More servers do cost more money. Not just to buy, but particularly to run, cool and house in a rack. If you can get by with a few less servers, that’s not a bad thing. If you can get by with a lot fewer servers, all those operating costs go straight to your profit margin. Not a bad deal!
If you read the popular book Art of Scalability from a few years back you’ll be familiar with their three axis of scalability (more boxes horizontally, split by service, shard by customer). I note with amusement they forgot the easiest and cheapest axis of scalability, which is to write more performant code in the first place…
The usual argument goes that efficient design and code is not worth it because the gains, while real, are small enough that they are lost in the noise and you’ll still need about the same number of boxes anyway so why bother? That’s usually true IF you’re starting from a reasonably optimized design and implementation. However, if the development team has not been running realistic load testing and performance analysis all along, I can pretty much guarantee there are gains to be had that’ll save you quite a bit in operating costs.
Enough philosophizing, how about a real world example…
When I started at my current position I took over one of the core production REST services. It was (and is) a very standard setup… REST APIs, Java Servlets, JAX-RS, MySQL. The usual. Response times were plenty adequate although not stellar. About a year ago response times started climbing as our user base keeps growing every month. While it was still doing fine, comparing the usage growth curves to the response times curves made it clear it was time to order some more hardware soon to spread the load a bit before it slowed down enough that customers would notice.

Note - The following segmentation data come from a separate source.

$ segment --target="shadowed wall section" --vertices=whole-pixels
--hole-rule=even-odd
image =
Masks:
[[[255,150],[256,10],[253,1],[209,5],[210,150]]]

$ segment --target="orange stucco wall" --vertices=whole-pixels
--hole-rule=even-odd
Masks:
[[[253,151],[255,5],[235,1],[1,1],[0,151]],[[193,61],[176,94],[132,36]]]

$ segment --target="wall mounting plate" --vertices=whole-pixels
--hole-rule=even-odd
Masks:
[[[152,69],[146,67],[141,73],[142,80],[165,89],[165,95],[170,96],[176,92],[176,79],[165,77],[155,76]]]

Meanwhile though, I had been working on sanitizing the performance. Long story short, I never did order more hardware. Just the opposite… after I upgraded the code, about 50% of the hardware dedicated to this service became available to reassign to other things, it simply wasn’t needed anymore given the increased capacity of the new code.

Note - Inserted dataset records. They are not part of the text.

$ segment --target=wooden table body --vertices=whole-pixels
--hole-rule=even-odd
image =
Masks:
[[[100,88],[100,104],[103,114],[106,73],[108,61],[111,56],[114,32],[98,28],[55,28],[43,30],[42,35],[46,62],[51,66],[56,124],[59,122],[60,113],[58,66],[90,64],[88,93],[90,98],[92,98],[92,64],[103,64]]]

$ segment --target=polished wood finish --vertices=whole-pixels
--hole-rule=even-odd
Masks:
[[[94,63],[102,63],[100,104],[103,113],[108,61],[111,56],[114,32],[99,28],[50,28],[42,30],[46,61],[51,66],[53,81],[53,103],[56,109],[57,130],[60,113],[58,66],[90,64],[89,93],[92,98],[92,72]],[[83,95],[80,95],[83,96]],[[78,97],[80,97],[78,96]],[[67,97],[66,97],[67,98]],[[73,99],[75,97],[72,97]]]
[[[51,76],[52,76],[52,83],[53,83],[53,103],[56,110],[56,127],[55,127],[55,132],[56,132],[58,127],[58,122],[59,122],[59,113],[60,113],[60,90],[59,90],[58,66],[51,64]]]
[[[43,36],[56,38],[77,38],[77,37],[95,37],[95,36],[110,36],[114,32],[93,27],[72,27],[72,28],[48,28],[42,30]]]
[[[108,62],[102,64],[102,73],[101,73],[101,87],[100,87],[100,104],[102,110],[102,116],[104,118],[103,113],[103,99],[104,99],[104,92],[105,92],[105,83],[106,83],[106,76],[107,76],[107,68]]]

The new code can handle just about 40 times more throughput per server (not 40 percent, 40 times!). When fully loaded (at max capacity) it now maintains mean service times in the 8ms to 10ms range. The previous version had mean response times in the 100ms to 150ms range even though it was handling less than 1/40th of the load!
These may be commodity boxes, but buying 40 of them still takes some cash. And the monthly operating cost of 40 boxes is real money as well. Think about it, it means that roughly a rack full of 1U servers can be downsized to a single server…

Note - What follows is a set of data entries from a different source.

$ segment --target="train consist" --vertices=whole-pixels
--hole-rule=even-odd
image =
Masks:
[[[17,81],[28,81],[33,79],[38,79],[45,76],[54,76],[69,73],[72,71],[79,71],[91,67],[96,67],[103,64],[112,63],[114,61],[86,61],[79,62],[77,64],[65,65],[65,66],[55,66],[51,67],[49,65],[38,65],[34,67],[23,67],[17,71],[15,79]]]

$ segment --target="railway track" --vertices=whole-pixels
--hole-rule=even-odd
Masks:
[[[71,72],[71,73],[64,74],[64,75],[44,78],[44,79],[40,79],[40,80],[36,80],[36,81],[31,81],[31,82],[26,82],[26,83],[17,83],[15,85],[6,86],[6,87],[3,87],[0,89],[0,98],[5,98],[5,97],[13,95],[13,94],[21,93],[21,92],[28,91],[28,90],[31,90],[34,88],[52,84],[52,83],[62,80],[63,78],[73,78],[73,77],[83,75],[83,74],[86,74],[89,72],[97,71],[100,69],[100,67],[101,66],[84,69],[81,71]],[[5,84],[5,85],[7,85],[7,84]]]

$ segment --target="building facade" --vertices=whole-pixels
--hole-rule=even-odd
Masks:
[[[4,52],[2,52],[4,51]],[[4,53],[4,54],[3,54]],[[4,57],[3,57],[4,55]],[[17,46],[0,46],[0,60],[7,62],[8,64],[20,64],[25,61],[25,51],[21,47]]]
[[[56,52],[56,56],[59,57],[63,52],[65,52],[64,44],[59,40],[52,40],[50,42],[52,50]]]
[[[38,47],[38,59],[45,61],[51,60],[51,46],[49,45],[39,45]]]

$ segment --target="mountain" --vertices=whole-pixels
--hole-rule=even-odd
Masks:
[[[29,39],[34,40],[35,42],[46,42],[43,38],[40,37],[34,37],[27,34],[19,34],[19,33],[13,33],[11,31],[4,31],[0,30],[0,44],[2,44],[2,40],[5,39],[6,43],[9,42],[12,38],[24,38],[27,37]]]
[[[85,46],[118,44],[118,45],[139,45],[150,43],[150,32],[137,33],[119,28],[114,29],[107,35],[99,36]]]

I’d love to be able to boast about having done some extreme performance magic to get these scalability benefits, but the reality is all I did was some basic design and implementation optimizations across the board, grabbing the low-hanging performance gains here and there. Such gains add up and so by the time I was done the system could handle 40 times as much traffic (customer requests handled per second).
Why wouldn’t you do this level of performance sanity checking? It doesn’t take that much extra work to design and implement for scalability and the end result is a competitive advantage.